Besen-Cassino theorized that as sexual harassment is considered an expression of power, African American women, who, in general, have less power in society, are more likely to be targets of harassment. Because of societal pressures, men may have become more careful about whom they target. Besen-Cassino found that men not only targeted African American women, but also targeted older women, who also may be perceived as less powerful.
It was while researching her current book about men and masculinity that Besen-Cassino decided to pursue this study on broader “macro” causes of sexual harassment. She and her husband, Dan Cassino, a co-author of the study, had uncovered evidence that as men lost their jobs during the Recession or other downturns in the economy, they would do less housework and contribute less to the home. “We wanted to see what else happened when they lose their jobs,” she says.
Their latest study, published in the journal Gender, Work and Organization, found a more than 70 percent decrease of sexual harassment claims for white women between 1996 and 2016, but only a 38 percent decrease for African American women, with most of that decline happening in the mid-1990s.
They also found other striking associations. As the unemployment rate rose, so did the number of sexual harassment claims by women.

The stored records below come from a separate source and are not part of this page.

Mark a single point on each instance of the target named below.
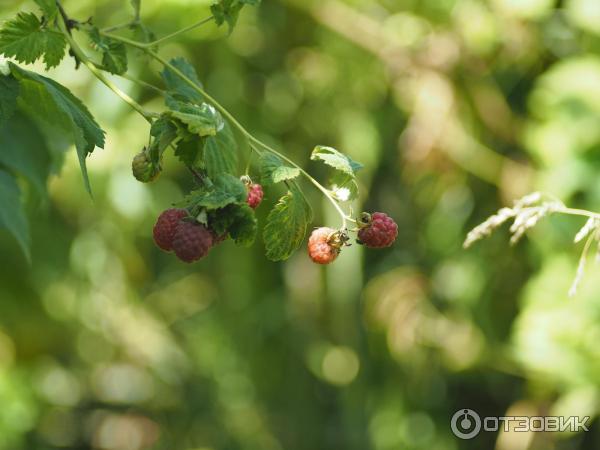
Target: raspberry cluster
(174, 231)
(177, 231)
(255, 195)
(376, 230)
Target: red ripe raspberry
(255, 195)
(165, 227)
(321, 246)
(191, 241)
(378, 231)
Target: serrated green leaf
(164, 132)
(203, 120)
(177, 88)
(226, 190)
(220, 153)
(286, 225)
(12, 217)
(114, 53)
(244, 226)
(227, 11)
(343, 186)
(48, 8)
(274, 170)
(335, 159)
(26, 39)
(24, 151)
(137, 6)
(190, 152)
(9, 92)
(55, 104)
(238, 220)
(343, 182)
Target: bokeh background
(455, 107)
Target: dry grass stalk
(527, 212)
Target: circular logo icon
(465, 424)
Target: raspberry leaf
(244, 225)
(26, 39)
(220, 153)
(9, 92)
(12, 217)
(273, 170)
(190, 152)
(48, 8)
(24, 151)
(238, 220)
(335, 159)
(286, 225)
(54, 104)
(164, 132)
(137, 6)
(343, 186)
(203, 120)
(343, 181)
(226, 190)
(114, 53)
(177, 88)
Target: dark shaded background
(455, 107)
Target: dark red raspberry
(323, 247)
(192, 241)
(378, 230)
(165, 227)
(255, 195)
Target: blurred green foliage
(455, 107)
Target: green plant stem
(142, 83)
(251, 139)
(121, 26)
(177, 33)
(148, 45)
(79, 53)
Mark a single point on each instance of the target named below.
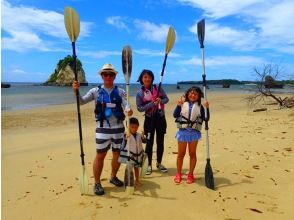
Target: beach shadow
(221, 182)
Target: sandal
(98, 189)
(178, 178)
(115, 181)
(190, 179)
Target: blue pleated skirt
(188, 135)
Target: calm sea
(31, 95)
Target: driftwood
(259, 109)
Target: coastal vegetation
(267, 81)
(63, 75)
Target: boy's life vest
(108, 105)
(150, 96)
(190, 116)
(134, 143)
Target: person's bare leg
(114, 163)
(192, 153)
(98, 166)
(181, 155)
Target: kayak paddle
(209, 180)
(72, 25)
(127, 70)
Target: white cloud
(226, 36)
(117, 22)
(29, 28)
(100, 54)
(151, 31)
(218, 61)
(18, 71)
(219, 8)
(153, 53)
(269, 22)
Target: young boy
(136, 150)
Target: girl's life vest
(190, 116)
(150, 96)
(134, 143)
(108, 105)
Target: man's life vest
(108, 105)
(190, 117)
(150, 96)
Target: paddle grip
(78, 103)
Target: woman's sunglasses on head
(108, 74)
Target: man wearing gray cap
(110, 108)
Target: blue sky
(240, 34)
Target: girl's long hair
(196, 89)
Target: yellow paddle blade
(72, 23)
(84, 181)
(127, 62)
(171, 37)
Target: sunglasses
(108, 75)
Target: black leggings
(156, 123)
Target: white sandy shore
(251, 155)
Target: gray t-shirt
(92, 94)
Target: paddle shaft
(205, 109)
(78, 103)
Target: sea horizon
(31, 95)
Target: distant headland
(63, 75)
(227, 82)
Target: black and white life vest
(190, 117)
(108, 105)
(134, 143)
(150, 96)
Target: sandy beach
(251, 156)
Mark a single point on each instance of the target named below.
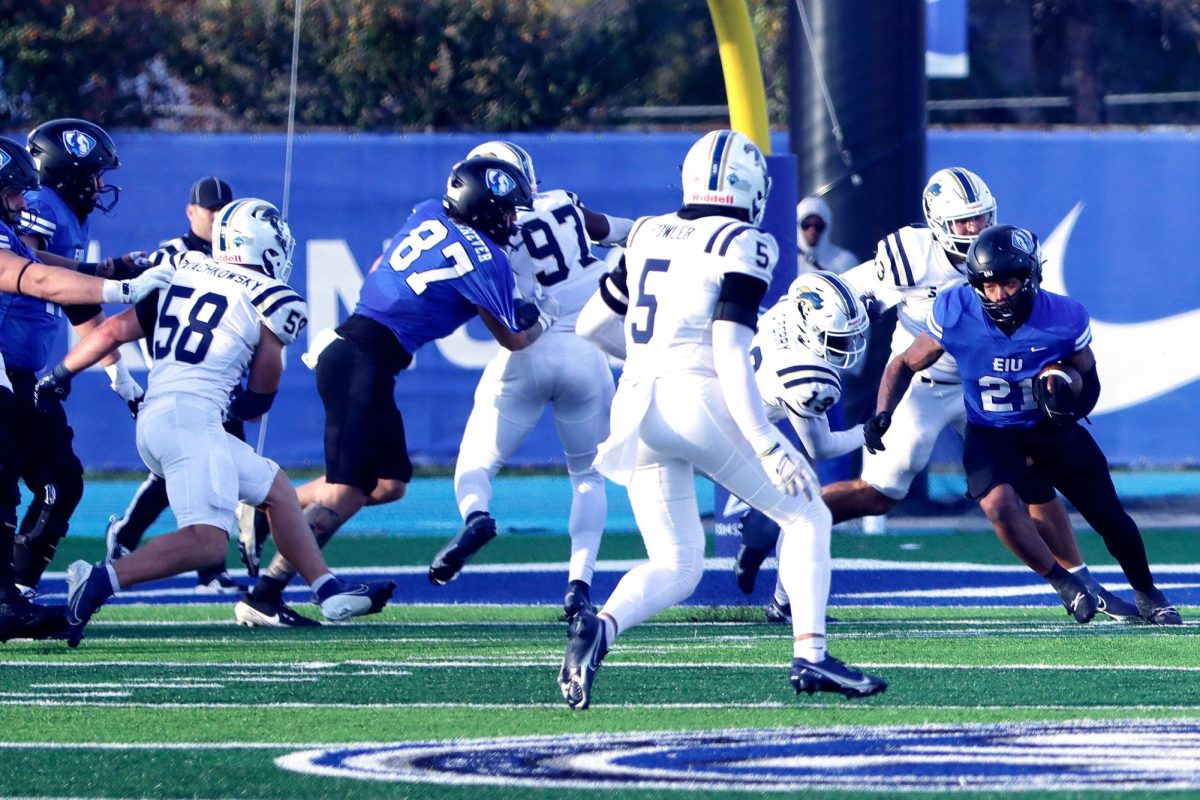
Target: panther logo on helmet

In fact, every single point increase in the unemployment rate lead to a five to six-point increase in the number of reported sexual harassment cases.
This fits into other research about the root causes of sexual harassment. “When men lose a relative advantage over women, or loss of status, it is a threat to their dominance and gender identity, leading them to need to assert their dominance in the form of sexual harassment,” says Besen-Cassino.
The research is important in understanding macro factors, such as unemployment rates, that influence the rate of harassment, she says. “Rather than look at the cultures of a particular workplace, we can look at bigger factors and what’s happening on a larger scale,” says Besen-Cassino, adding, “I think it’s important for corporations to understand these factors and dynamics, so that as a society, we can help these women.”